“Craft Brewer” Definition Changed to Accommodate Sam Adams’ Shift Away From Beer
This past Halloween we learned that the Brewers Association, the trade organization representing small brewers, was considering a rules change to how “craft brewer” would be defined. In its twelve-year history, the criteria has changed three times already. One of those changes expanded the definition of “small” so that the largest and most influential member, Boston Beer, would still be included. This current change was also tailored specifically for Boston Beer, which has in recent years focused more on cider, alcoholic seltzers, and teas than beer. The new definition would allow it to remain within the organization’s definition even if it didn’t principally make beer.

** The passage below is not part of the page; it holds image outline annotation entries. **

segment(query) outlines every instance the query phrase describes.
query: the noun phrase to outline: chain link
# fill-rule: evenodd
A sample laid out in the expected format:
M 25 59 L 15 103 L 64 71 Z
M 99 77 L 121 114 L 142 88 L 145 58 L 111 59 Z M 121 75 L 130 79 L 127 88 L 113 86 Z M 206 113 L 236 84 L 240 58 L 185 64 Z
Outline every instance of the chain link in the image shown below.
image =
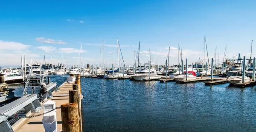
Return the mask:
M 38 117 L 38 116 L 41 116 L 41 115 L 43 115 L 44 114 L 49 113 L 55 110 L 56 109 L 60 109 L 61 107 L 56 107 L 55 108 L 55 109 L 52 109 L 49 111 L 47 111 L 47 112 L 46 112 L 45 113 L 43 113 L 41 114 L 38 114 L 38 115 L 32 115 L 32 116 L 24 116 L 24 117 L 16 117 L 15 116 L 15 115 L 11 115 L 11 116 L 9 116 L 8 115 L 4 115 L 4 114 L 2 114 L 1 113 L 0 113 L 0 116 L 5 116 L 5 117 L 7 117 L 8 118 L 18 118 L 18 119 L 21 119 L 21 118 L 34 118 L 34 117 Z

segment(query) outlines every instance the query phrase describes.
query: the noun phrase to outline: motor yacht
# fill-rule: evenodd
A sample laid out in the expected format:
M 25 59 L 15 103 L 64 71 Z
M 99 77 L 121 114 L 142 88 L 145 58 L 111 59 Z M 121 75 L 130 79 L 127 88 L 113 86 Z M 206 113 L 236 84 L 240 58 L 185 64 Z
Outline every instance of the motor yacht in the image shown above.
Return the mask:
M 175 76 L 174 77 L 175 80 L 177 81 L 186 81 L 186 72 L 183 72 L 182 74 Z M 195 72 L 194 71 L 188 71 L 187 80 L 194 80 L 196 79 Z
M 230 84 L 236 84 L 241 83 L 242 82 L 243 79 L 243 73 L 242 72 L 237 72 L 233 73 L 230 77 L 228 77 L 227 81 L 228 81 Z M 249 81 L 250 79 L 249 77 L 244 76 L 244 82 Z

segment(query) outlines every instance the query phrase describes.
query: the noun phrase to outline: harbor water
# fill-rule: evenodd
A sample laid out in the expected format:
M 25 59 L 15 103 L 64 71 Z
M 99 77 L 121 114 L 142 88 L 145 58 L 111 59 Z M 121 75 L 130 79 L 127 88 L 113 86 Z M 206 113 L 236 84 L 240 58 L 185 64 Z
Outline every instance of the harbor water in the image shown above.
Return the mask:
M 66 76 L 50 75 L 58 86 Z M 87 78 L 81 84 L 85 132 L 256 130 L 255 87 Z M 22 95 L 19 87 L 16 96 Z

Today the Brewers Association announced the change. It dropped the “traditional” criteria and redefined “brewer” as any entity that “has a TTB Brewer’s Notice and makes beer.” In other words, it doesn’t matter how much alcoholic sugar water a company makes, so long as it brews a batch of beer every now and again.
I wrote about this more extensively when word of the possible change was announced, and I encourage you to read that. But to place a period at the end of this episode, let’s note the characteristics of the company the BA has catered to and how they contrast the layman’s understanding of “craft brewer.”
Public corporation listed on the NYSE
National television ad campaign
Growing majority of volume of products are cider (Angry Orchard) or flavored malt beverages (Twisted Tea, Truly Spiked and Sparkling seltzers), diminishing minority is beer.
Multiple industrial plants and breweries nationally.
Roughly a billion dollars of annual revenue.
I wonder how the owner of the corner brewpub is going to feel about this change?